What is your plan after high school? Are you a student who is uncertain what your life is going to be after high school?

Jill Konopacky, a statistics teacher at Stevens Point Areas Senior High School ( SPASH), says working hard will direct you to a successful path.

Born in Plover, Wisconsin Konopacky graduated from SPASH and later continued her educational route at the University of Wisconsin-Stevens Point  UWSP). After finishing college she decided upon a career as a math teacher and acquired her bachelor’s degree in math at the Marquette University in Milwaukee.

Like several students, Konopacky said she had no idea what she wanted to do after high school.  “Initially I was clueless. Then I decided to go to school for accounting but finally, I put my foot down and chose math.”

College is a big transition into adulthood and, unlike high school, a minimum effort is not going to pull you through.
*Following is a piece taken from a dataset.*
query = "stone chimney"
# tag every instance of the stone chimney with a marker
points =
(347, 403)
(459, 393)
Konopacky knows the experience so her advice for high school students is to not be afraid to ask questions.   

As a  statistics teacher at SPASH Konopacky understands the course is a challenge for many students, and due to the difficulty, students may resist enrolling in the class.  

Konopacky believes all students should take an introduction to statistics class, acknowledging how strenuous the course gets at the college level. She said, “High school statistics provides you the basic background of what complex and in-depth statistics look like, and enrolling now can alleviate some of that stress you’ll face in college.”

Though teachers are not recognized often for their work, time, and the success of their students, Konopacky remains optimistic knowing she is providing vital tools for her students to prosper in life.

Learning varies for each individual and getting the information from teacher to student can be a struggle. Konopacky teaching offers the opportunity to reduce stress for students and create a fun learning environment. She said, “ the best aspect of teaching is when your students have the aha moments, where a problem makes sense and the stress is alleviated.”